Skip to content

BenchCouncil/CPU_Oracle

 
 

Folders and files

NameName
Last commit message
Last commit date

Latest commit

 

History

2 Commits
 
 
 
 
 
 
 
 
 
 
 
 

Repository files navigation

CPUOracle v1.0

License

Overview

CPUOracle is an extended dataset generation suite designed for CPU benchmarking and hardware/software Design Space Exploration (DSE). It enables users to flexibly customize datasets and concurrency (thread/process counts) for comprehensive performance evaluation.

The suite consists of two main components:

  1. SPEC CPU2017 Dataset Generators: Tools to generate custom and extended datasets for all 43 workloads in the SPEC CPU2017 benchmark suite.
  2. MicroBench: 10 highly customizable microbenchmarks (implemented in C and Java) with built-in dataset generators.

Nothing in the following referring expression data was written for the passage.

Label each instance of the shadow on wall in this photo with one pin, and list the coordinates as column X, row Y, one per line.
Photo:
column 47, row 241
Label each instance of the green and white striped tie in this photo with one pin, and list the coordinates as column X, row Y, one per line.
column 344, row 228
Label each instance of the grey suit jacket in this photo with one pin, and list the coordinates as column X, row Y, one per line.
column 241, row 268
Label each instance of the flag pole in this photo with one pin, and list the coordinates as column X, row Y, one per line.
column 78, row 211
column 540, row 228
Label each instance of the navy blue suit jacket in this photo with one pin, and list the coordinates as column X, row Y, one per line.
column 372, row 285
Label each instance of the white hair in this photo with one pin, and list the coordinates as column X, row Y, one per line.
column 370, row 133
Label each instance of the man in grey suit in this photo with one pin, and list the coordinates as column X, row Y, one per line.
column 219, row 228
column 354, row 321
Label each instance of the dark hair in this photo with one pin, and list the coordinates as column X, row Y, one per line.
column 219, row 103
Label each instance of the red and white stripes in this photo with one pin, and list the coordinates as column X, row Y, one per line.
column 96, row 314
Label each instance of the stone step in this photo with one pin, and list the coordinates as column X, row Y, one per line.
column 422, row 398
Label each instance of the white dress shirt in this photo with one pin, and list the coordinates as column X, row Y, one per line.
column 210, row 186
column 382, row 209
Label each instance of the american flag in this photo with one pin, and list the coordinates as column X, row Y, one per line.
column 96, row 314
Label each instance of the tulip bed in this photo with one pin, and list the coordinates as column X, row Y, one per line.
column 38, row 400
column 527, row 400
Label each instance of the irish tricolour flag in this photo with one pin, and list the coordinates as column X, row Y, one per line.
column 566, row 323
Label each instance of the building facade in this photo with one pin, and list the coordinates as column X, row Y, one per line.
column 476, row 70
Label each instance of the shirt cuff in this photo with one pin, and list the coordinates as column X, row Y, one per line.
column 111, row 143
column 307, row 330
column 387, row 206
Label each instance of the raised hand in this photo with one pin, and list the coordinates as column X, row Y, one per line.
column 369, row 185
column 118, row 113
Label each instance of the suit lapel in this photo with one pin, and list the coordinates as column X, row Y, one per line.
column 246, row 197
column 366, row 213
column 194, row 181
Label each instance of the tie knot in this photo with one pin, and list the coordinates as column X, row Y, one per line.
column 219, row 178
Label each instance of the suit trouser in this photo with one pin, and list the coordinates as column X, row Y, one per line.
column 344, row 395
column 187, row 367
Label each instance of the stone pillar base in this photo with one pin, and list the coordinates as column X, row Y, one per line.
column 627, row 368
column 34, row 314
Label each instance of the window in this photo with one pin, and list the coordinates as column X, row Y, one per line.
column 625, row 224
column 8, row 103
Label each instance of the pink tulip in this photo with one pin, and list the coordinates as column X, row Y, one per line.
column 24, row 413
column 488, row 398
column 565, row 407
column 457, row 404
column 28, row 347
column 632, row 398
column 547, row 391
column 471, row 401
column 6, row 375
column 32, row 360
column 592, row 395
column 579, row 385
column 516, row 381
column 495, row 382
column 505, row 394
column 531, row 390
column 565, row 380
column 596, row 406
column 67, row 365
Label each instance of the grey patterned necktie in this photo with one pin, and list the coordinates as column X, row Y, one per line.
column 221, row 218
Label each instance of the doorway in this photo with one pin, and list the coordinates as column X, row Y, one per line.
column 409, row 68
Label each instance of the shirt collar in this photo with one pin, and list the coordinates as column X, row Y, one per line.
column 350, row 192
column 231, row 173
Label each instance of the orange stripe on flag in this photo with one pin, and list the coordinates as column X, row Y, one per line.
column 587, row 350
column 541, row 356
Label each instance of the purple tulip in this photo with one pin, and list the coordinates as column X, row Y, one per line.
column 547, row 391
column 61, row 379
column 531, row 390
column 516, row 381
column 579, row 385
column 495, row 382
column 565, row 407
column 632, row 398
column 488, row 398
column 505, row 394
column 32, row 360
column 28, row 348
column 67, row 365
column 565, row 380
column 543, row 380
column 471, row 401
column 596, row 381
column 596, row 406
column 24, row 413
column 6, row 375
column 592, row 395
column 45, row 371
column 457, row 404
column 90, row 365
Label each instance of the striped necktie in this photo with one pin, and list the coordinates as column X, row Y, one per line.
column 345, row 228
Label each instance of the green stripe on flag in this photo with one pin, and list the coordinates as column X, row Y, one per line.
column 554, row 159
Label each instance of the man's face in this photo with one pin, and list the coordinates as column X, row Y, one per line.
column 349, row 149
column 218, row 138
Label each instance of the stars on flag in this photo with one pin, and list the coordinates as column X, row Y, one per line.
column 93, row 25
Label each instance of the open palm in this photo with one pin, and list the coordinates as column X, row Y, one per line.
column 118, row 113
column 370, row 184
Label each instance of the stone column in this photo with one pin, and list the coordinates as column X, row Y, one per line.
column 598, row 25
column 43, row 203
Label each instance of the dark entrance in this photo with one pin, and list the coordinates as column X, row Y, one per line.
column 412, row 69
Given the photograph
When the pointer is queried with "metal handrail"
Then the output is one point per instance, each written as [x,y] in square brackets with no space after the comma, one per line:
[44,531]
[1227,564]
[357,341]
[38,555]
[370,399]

⚠️ IMPORTANT DISCLAIMER: This repository ONLY contains dataset generation tools. It DOES NOT include the source code or binaries for the SPEC CPU2017 benchmark suite. To use the SPEC generators, you must acquire the official SPEC CPU2017 suite from SPEC's official website.


Directory Structure & Features

1. MicroBench/

A collection of 10 microbenchmarks supporting flexible dataset and thread count customization.

  • *.cpp / *.java: Source code for the microbenchmarks.
  • run.sh: Reference script for compiling and running C workloads.
  • generate_scripts.sh: Batch generator for C workloads (customize datasets and thread counts).
  • generate_java_scripts.sh: Batch generator for Java workloads.
  • generated_scripts/: Default output directory for generated run scripts.
  • batch_run.sh: Bash script to execute all microbenchmarks sequentially.
  • fast_parse_data.py: Python script to parse and aggregate the execution results.

Usage: Modify parameters inside generate_scripts.sh and generate_java_scripts.sh to generate customized execution scripts, then run them.

2. SPECCPU2017_dataset/

Contains dataset generation tools for all 43 SPEC CPU2017 workloads (Int/FP, Rate/Speed). Each directory corresponds to a specific workload. Official workload details can be found in the SPEC CPU2017 Docs.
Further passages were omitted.